Nash frowned, but didn’t argue. “Okay, what the hell is a necromancer?”

“He sees dead people,” Sabine said, favoring Luca with a rare smile. “Like that kid in the movie, right?”

Luca shrugged. “Sort of. Only without the ghosts. I mostly sense the recently dead and the restored. Like Kaylee. And like that reaper this morning.”

Nash stiffened. “Tod?”

Luca shrugged and glanced at me in question, and I winced over the verbal quicksand he had no idea he’d just stepped into. “I don’t know. Was the reaper named Tod?”

“Um, no. It was someone else.”

Nash relaxed a little, but Sabine frowned at me. As usual, she was too perceptive for her own good. And way too perceptive for my good. “Someone you know?

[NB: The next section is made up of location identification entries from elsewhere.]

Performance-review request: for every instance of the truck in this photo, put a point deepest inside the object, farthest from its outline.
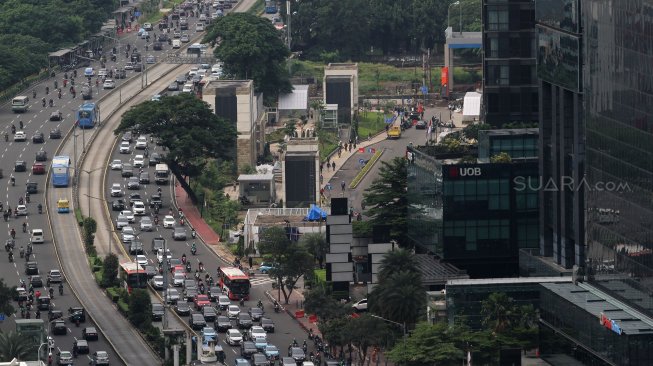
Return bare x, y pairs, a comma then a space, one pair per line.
161, 174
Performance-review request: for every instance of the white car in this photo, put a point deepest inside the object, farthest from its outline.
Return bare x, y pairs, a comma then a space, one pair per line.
116, 165
139, 208
129, 215
20, 136
234, 337
109, 84
139, 161
159, 255
233, 311
141, 143
142, 260
128, 234
125, 147
169, 221
116, 190
21, 210
146, 224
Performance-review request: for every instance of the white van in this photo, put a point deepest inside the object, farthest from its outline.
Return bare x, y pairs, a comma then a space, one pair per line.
36, 236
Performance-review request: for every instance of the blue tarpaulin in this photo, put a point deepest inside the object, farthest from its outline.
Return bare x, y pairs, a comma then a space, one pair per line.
315, 214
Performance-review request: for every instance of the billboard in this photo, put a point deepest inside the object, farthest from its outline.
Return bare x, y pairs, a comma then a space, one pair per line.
558, 58
561, 14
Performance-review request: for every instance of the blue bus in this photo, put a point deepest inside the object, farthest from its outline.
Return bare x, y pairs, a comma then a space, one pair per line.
60, 171
270, 7
88, 115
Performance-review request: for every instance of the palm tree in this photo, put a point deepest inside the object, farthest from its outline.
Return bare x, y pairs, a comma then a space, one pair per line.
14, 345
400, 298
397, 261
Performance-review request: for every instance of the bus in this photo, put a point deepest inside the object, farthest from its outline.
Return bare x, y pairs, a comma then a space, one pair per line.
60, 171
235, 282
270, 7
88, 115
132, 275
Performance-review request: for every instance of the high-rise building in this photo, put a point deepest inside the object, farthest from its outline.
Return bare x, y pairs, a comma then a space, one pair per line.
510, 91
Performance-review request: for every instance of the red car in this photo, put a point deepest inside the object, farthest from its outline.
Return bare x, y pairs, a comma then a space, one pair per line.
201, 301
38, 168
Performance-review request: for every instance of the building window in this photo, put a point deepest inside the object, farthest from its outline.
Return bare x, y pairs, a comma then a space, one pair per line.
497, 18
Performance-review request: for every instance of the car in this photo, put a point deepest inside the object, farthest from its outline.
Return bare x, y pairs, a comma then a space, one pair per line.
201, 301
360, 305
297, 353
117, 205
127, 170
121, 222
31, 268
133, 183
141, 260
21, 210
234, 337
41, 155
182, 308
179, 233
271, 352
64, 358
129, 215
157, 311
146, 224
56, 116
141, 143
265, 267
169, 221
108, 84
144, 178
233, 311
244, 321
209, 332
20, 166
209, 313
116, 190
125, 147
20, 136
116, 164
267, 324
54, 276
178, 279
59, 327
38, 168
196, 321
135, 247
256, 313
100, 358
139, 161
90, 334
223, 323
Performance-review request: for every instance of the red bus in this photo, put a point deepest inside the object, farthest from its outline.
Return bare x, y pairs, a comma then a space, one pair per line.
235, 282
132, 276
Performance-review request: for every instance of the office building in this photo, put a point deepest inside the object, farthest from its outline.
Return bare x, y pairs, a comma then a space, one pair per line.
510, 92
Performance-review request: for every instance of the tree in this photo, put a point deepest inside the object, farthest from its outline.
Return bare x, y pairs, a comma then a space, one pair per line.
386, 198
7, 295
316, 245
292, 260
110, 270
15, 345
397, 261
140, 309
251, 48
400, 297
187, 127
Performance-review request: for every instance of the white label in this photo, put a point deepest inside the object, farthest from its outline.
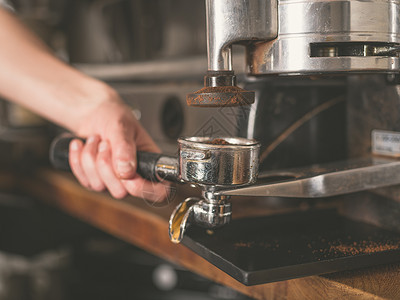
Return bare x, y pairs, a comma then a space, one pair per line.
386, 142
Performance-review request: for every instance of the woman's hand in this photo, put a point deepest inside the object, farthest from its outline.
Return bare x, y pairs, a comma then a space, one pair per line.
108, 158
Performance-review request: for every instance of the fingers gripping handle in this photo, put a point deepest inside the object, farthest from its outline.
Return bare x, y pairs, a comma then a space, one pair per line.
59, 157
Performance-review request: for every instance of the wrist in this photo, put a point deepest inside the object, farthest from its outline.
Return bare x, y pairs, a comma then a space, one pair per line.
93, 94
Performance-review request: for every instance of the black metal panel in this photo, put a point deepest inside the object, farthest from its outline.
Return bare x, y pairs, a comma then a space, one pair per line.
267, 249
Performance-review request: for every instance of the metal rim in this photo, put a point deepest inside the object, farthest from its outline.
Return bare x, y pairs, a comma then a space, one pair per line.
237, 143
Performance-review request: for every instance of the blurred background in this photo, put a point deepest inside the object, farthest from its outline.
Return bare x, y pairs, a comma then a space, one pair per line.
143, 48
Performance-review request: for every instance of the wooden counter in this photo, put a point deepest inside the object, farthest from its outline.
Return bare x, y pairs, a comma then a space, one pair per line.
146, 226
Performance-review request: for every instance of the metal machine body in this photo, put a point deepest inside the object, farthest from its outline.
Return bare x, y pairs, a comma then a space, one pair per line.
296, 38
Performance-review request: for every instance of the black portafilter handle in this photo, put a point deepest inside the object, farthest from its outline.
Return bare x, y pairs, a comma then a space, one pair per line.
59, 157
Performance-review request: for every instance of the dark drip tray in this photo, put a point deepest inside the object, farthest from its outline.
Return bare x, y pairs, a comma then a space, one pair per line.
280, 247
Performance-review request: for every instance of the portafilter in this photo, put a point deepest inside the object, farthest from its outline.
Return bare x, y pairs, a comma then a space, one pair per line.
213, 164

Do you know another reaper?”

I looked up to find all three of them staring at me, waiting for the answer to a question I desperately didn’t want to answer in front of Luca, at least until I could be sure he wouldn’t tell Madeline.

“He was a rogue, right?” Luca said. “He killed that guy in the doughnut shop?”

“Yeah, he…wasn’t Tod,” I finished lamely, while Nash and Sabine stared at me. “I reclaimed the soul, though. Madeline has it.”

“Luca?” a familiar voice called from across the quad, and I looked up to see my cousin Sophie crossing the grass toward us, her gaze holding steady on the necromancer. That look was comfortable. Familiar. She didn’t even glance at the rest of us. “Did you get lost?”

Luca smiled like he knew her, and another layer of weird settled onto my life. “Nope. I braved the great divide to introduce myself to your cousin.” His arm slid around her waist when she stopped at the end of our table, and my mouth actually dropped open. “Turns out we’re going to be working together.”

“Wait, you two know each other?” My voice sounded kind of funny. Stunned. Sophie knew the necromancer.